Hacker News new | ask | show | jobs
by tragomaskhalos 1274 days ago
Imagine there were 100 constituencies, and in every one party A secured 51% of the vote and party B got 49%. Under our current system, party A would have all 100 seats, and party B would have no representation at all; whereas under PR, A and B would (simpisticly speaking)split seats 51-49.
1 comments

Worse, imagine that in 51 constituencies A gets 51% of the vote, and in 49 it gets 0% of the vote. This gives A a majority in parliament even though voters as a whole prefer B nearly 3-to-1.
Why do people criticise FPTP using these hypothetical scenarios that do not resemble the actual outcomes.

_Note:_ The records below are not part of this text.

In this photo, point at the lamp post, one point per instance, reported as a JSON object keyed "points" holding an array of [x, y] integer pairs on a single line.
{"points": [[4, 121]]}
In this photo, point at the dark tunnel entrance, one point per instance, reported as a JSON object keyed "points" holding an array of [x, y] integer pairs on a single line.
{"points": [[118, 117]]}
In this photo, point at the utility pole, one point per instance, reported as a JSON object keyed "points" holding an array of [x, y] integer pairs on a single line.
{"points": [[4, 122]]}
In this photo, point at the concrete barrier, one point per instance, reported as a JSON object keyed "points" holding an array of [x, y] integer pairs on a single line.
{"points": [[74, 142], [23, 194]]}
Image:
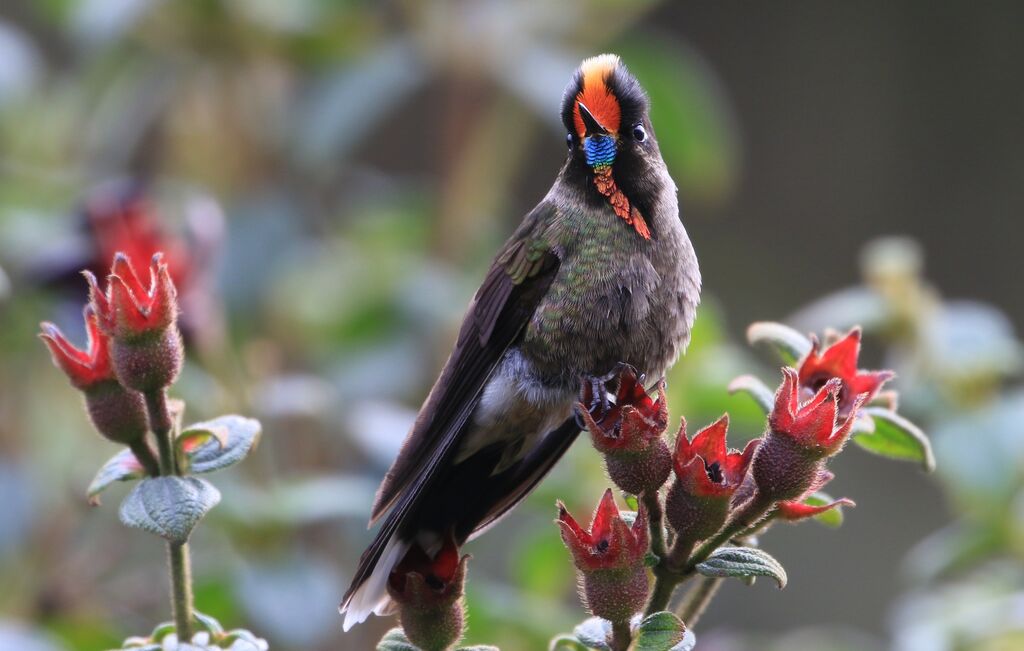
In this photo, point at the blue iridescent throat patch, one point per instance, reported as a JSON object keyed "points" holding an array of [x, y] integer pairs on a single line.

Because they do resemble the actual outcomes. The 2 major parties in the UK regularly get majorities in Parliament on far less than 50% of the vote. In the USA gerrymandering has been brought to a fine art. How can this not contribute to discontent, when the majority of people get a government they didn't vote for?
Exactly. A good example in the US is Wisconsin, where FPTP has been exploited heavily. See the top graph here: https://www.thenation.com/article/archive/the-most-serious-c...
It’s not like they’d be content with a deadlocked parliament where the ‘government’ they voted for can’t enact any policies. It’s good that there’s two dominant parties, both fairly central, who continually moderate their policies to keep high levels of support, and after an election, one of them gets to actually govern.